Thursday, March 27, 2008

Racial Disparities by Occupation Class: Montgomery County

The exploration of racial disparities in production work leads causes one to question whether similar disparities exist across other occupations.

Again, working with the custom table feature and Census 2000 SF 4 at American Factfinder, one can generated data by occupation classification for whites and blacks across the county.

Here is a comparison. One can see that blacks lead in certain occupational groupings, particularly services (but also in production and transportation and material handling), and whites in managerial, professional and technical work (but this group does have a substantial black presence).


Within the professional & managerial group blacks have more of a concentration in community and social services and education, while whites are more in top level corporate jobs and things like engineering.

The really interesting differentials are in services.

This is the category where blacks are the most. But where are they? Services has four subcategories:

  • Personal Services
  • Building and Grounds Maintenance
  • Protective Services
  • Food Preperation & Services
  • Health Care Support Workers
Comparing blacks and whites it seems blacks are distributed proportionally across most of this category, but with a slight concentration in health care.

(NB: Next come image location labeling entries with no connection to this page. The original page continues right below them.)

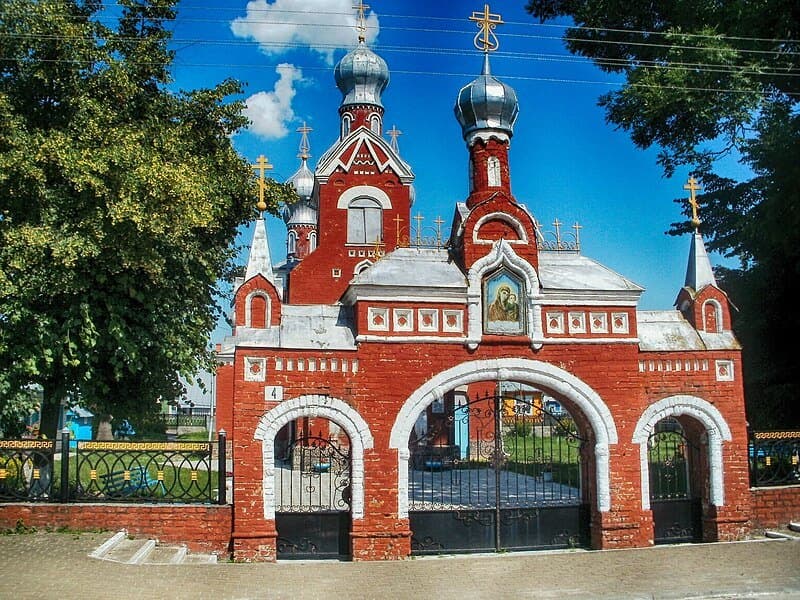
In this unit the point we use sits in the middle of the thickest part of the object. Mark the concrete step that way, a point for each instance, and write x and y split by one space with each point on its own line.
122 548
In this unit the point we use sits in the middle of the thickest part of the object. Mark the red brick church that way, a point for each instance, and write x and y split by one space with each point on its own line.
388 394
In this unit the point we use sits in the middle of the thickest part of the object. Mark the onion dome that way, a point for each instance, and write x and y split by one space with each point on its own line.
302 181
361 76
486 103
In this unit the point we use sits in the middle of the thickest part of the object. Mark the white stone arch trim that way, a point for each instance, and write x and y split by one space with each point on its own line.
506 218
717 313
315 406
532 372
502 254
248 308
716 428
360 191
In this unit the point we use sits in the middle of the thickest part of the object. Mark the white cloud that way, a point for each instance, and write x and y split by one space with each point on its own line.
271 112
322 25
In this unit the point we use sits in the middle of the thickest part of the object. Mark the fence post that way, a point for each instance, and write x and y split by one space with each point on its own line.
65 464
222 468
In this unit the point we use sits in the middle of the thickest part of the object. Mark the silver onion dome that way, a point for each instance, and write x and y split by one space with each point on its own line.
361 76
486 103
302 181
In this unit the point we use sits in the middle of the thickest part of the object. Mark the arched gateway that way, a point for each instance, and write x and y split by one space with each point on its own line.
490 460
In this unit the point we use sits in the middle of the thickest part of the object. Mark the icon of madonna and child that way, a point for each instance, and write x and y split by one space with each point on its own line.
502 296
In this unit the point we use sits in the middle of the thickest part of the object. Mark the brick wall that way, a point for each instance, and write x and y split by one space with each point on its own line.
201 527
775 507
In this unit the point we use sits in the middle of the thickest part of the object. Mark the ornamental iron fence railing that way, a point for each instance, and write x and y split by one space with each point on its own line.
140 472
774 458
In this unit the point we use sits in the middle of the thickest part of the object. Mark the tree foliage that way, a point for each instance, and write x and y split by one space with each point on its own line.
119 203
706 81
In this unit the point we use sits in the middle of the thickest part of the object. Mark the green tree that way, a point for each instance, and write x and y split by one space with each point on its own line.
119 204
705 81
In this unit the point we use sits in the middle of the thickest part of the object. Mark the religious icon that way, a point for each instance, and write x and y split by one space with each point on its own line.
502 311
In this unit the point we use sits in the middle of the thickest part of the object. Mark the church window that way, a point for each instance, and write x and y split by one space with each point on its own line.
364 221
493 171
503 303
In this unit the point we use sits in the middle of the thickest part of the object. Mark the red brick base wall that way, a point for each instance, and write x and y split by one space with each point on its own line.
201 527
773 507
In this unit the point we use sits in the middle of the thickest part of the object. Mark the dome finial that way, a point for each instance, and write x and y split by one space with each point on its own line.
485 39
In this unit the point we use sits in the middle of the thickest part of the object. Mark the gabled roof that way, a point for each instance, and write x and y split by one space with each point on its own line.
345 152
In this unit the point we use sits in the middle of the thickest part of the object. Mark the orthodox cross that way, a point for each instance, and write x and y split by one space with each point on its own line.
394 133
262 164
305 147
485 39
693 187
361 27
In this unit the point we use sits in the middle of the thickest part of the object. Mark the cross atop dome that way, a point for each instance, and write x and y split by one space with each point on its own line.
485 39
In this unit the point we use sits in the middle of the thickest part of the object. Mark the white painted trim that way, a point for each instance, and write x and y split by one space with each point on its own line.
314 405
700 410
506 218
502 254
359 191
248 315
532 372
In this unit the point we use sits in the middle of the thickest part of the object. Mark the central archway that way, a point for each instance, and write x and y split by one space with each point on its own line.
530 372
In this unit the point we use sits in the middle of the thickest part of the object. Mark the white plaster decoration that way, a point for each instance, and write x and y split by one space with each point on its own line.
619 323
506 218
716 428
555 322
255 369
361 191
598 322
453 321
577 322
248 308
531 372
377 319
724 369
403 319
428 319
502 254
315 406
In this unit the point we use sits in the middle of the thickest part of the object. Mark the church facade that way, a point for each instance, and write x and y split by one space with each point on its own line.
388 395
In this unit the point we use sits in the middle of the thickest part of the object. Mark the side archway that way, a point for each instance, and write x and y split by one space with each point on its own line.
715 427
526 371
314 405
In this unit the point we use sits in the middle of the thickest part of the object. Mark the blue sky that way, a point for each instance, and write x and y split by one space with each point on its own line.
566 162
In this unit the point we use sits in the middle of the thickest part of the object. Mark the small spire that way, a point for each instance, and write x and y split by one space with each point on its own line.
259 262
486 21
361 25
394 133
305 146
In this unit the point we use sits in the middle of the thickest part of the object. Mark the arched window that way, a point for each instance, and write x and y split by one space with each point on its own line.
493 171
291 243
364 221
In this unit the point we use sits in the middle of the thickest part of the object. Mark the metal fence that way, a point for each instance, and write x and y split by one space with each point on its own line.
142 472
774 458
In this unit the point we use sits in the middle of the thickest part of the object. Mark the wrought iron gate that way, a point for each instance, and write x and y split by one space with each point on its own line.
677 508
312 489
495 473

Whites, however have a very high concentration, nearly a third, in Food Service: waiters, waitresses, food prep, chefs, short order cooks, etc.

This was sort of unexpected, so let’s take a closer look at white food service workers. Graphing tracts with white food service workers, the UD area just dominates, probably due to college kids waiting tables for their tuition, so that tract is a special case.

Beyond that one can see some breaks and clusters

Which map out so:
The even spread out into suburbia , including the top tracts seems to indicate that this is probably a situation of teenagers and college kids working in fast food or other food services, since this sample is based on “working adults 16 years or over”.

Interesting to see one of the top tracts mapping out near UD: perhaps the “student ghetto”, the true off-campus student ghetto, not the “UD Houses” off Brown Street, but the area east of UD. It would be interesting to map out young adults to see if there is a geographic correlation, to see if there is indeed a second student ghetto back behind Woodland Cemetery.

We’ll take a closer look at young adults next, which will be considerable more accurate as the census does basic demographics as a 100% count, not a sample.